Die Karstadt-Krise zeigt: Am 3. Oktober 1990 verschwand auch die alte Bundesrepublik

Zum 3. Oktober guckt man rituell nach Osten: Wie fühlt der Ossi inzwischen in seinem stark veränderten Heimatland? Niklas Luhmann, der große Weise der Soziologie, hatte allerdings schon 1990 angeregt, auch einen Nachruf auf die alte Bundesrepublik zu verfassen. Schließlich sei bei der Vereinigung auch die BRD untergegangen, und nicht nur die DDR. Der Systemtheoretiker nannte vor allem zwei Leistungen der alten Bundesrepublik, die nun nicht mehr einfach fortgeführt werden konnten: die soziale Marktwirtschaft (wegen Globalisierung) und die „Gepflogenheit zu protestieren“ (sofern sie als Verneinung des politischen Systems auftritt).
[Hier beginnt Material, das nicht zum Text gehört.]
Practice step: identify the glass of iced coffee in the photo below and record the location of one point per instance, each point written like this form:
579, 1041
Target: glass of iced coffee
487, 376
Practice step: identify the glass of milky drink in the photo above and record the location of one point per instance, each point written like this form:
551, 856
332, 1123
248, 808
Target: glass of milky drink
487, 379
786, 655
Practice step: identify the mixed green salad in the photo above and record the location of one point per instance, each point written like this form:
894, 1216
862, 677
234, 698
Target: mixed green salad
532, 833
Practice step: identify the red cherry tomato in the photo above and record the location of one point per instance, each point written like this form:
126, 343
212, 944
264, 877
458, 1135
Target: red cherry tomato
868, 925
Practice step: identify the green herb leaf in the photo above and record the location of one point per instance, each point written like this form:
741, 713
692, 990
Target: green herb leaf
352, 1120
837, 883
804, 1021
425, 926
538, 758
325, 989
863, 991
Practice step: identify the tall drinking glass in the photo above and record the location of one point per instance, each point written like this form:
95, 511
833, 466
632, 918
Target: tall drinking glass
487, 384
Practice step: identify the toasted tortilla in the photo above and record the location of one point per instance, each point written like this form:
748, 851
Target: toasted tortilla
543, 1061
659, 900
Mit beiden Punkten hat Luhmann wohl Recht gehabt. Durch die Marktwirtschaft weht inzwischen der kalte Hauch der Weltwirtschaft. Und Proteste gibt es zwar viele, aber wer da gegen wen protestiert, ist nicht mehr klar. Vollends ungeklärt ist, für was man eigentlich protestiert; im Grunde protestiert, wenn es nicht um Interessenvertretung in eigener Sache geht, das politische System gegen sich selber.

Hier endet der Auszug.